Germany stores 1,236 tonnes of gold in the United States, worth more than €100 billion, sparking renewed debate over whether the reserves should be returned home. The discussion has gained momentum amid tensions over the Trump administration’s trade policies and foreign policy moves, which some European politicians view as unpredictable.
Marie-Agnes Strack-Zimmermann, chair of the Defence Committee in the EU Parliament, argued that it is no longer justifiable to keep such a large portion of Germany’s wealth abroad. “It is worth its weight in gold, literally,” she said, calling for the reserves to be repatriated. Public opinion in Germany appears supportive of the move, and similar debates are taking place in Italy, which has the world’s third-largest gold reserves.
Germany’s total gold holdings amount to about 3,350 tonnes, with roughly 36.6 percent kept in the United States. This arrangement dates back to the Bretton Woods system established after World War II, when exchange rates were tied to the US dollar, which in turn was pegged to gold. “Germany had large export surpluses with the US, so we accumulated a lot of dollars. To keep exchange rates stable, we exchanged those dollars for gold. That’s how these reserves were built up,” said Dr. Michael Demary, senior economist at the German Economic Institute.
Storing gold in the US also made sense during the Cold War, as it offered security against potential conflict with the Soviet Union. Some gold has already been repatriated in recent years. Between 2013 and 2017, the Bundesbank brought back 300 tonnes from New York, 380 tonnes from Paris, and 900 tonnes from London, as part of a plan to hold half of Germany’s gold reserves domestically by 2020.
Despite Strack-Zimmermann’s call, economists warn that moving the gold could carry serious risks. Transporting such a large quantity would require heavily guarded armoured vehicles and ships, and threats could range from theft to accidents at sea. The Bundesbank has historically conducted frequent inspections of its US reserves to ensure security, and keeping the gold abroad also allows Germany to access dollars in case of a domestic banking crisis.

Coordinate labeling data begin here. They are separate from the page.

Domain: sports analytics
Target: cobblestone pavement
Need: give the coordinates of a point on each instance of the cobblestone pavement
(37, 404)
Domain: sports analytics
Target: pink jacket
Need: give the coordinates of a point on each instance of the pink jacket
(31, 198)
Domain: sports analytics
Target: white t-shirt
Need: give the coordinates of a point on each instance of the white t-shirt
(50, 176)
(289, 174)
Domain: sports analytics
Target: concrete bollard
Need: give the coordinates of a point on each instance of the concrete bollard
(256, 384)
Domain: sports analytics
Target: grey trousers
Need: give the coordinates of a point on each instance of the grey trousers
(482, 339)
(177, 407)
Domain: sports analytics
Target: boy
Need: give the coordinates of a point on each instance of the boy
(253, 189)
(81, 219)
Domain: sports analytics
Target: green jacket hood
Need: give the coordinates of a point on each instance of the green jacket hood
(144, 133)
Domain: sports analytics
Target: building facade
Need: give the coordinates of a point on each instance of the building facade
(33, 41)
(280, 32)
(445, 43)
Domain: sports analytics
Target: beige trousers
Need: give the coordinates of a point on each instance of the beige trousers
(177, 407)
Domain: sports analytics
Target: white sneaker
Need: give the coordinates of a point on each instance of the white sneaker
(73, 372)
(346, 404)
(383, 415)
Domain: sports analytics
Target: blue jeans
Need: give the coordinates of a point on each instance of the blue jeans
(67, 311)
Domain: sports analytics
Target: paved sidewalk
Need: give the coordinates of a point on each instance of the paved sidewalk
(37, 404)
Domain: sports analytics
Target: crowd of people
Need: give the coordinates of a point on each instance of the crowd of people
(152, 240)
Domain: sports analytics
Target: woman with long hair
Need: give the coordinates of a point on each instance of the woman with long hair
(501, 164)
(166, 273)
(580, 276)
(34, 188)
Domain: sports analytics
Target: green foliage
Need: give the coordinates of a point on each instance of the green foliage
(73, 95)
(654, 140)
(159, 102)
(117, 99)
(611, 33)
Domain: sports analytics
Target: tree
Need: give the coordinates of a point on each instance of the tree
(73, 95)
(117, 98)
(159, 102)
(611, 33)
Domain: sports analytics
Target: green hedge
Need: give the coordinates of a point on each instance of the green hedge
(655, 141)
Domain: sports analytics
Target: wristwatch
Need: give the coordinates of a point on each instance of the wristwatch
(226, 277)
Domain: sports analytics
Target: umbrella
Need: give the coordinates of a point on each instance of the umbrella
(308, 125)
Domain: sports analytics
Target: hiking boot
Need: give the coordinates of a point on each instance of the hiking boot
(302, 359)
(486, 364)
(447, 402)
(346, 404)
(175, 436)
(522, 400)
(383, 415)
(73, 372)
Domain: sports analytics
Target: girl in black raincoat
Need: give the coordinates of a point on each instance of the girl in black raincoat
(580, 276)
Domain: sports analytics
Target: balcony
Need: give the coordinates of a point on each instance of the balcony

Demary suggested that the push to repatriate the gold may be politically motivated. “Perhaps it was a response to tariff threats, a symbolic move saying, ‘We’re bringing our gold back now,’” he said. He also emphasized that the gold is currently safe in New York. Even in a worst-case scenario where the US refused to release it, Germany could pursue legal avenues to reclaim its holdings or receive compensation in dollars.
Economists conclude that while the idea of bringing the gold home appeals to some politicians and citizens, the practical benefits of leaving it in the US outweigh the risks. The gold remains secure, and repatriation could prove both costly and logistically challenging.